# Sawstop blade dust collector.



## Gary Frank Martin (Jul 26, 2018)

Ok, here we go with another dust collector horror story. Some hoses are sold by ID and others by OD. I have a SAWSTOP that I want to connect the dust collector at saw blade collector port. I bought a 4x 2.5 inch Y for my dust :sad2:collector. Of course the saw blade outlet is nowhere near 2.5". If this plays out like it always does none of the hoses or adapters that I own will work and I have many. Can anyone give me specific part numbers for this setup before start?
:sad2:


----------



## hawkeye10 (Feb 18, 2015)

Gary look here for help. Some of these fittings have rubber on one end so they will hook up to odd fittings.

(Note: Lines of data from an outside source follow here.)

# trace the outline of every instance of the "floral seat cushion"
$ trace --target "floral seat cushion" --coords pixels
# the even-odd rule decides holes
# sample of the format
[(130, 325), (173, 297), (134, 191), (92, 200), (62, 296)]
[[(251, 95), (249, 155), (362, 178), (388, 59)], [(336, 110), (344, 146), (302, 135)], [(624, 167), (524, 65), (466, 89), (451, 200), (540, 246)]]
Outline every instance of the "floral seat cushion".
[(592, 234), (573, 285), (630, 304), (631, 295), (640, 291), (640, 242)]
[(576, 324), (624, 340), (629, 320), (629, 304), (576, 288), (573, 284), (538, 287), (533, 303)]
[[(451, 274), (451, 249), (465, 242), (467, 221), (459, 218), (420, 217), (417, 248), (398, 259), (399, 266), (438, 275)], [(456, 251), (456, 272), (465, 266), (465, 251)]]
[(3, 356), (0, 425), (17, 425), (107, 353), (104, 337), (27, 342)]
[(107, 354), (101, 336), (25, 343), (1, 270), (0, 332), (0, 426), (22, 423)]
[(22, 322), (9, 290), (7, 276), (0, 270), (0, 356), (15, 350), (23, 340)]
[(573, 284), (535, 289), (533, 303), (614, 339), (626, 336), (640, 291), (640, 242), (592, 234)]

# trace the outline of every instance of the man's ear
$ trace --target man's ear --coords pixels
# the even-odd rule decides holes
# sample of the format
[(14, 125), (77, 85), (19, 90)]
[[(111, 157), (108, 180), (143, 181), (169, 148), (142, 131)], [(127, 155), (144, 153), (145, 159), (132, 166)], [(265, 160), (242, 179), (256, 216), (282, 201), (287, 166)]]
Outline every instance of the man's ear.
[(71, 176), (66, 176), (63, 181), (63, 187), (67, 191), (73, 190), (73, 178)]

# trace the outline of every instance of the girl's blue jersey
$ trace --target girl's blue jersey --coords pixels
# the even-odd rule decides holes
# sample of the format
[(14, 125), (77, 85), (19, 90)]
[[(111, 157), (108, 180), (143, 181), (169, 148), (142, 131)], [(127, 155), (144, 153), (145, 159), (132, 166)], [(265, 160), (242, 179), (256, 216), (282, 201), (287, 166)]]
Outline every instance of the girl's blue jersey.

http://www.rockler.com/dust-collection/dust-collection-fittings

http://www.rockler.com/2-1-2-to-2-1-4-conversion-port


----------



## Tool Agnostic (Aug 13, 2017)

If you live near a Rockler store, go there. Bring your exact SawStop model number and whatever fittings you are trying to match.

If a store is inconvenient, call Rockler at 800-279-4441. They have a variety of dust collection parts that will match up with your system. Tell them which model SawStop you have and describe the dust collection fittings that you need to match.

Some dust collection items are on sale until 2 August. This fitting is one of them, and it may be what you need for the blade guard dust collector:

http://www.rockler.com/dust-right-universal-small-port-hose-kit


----------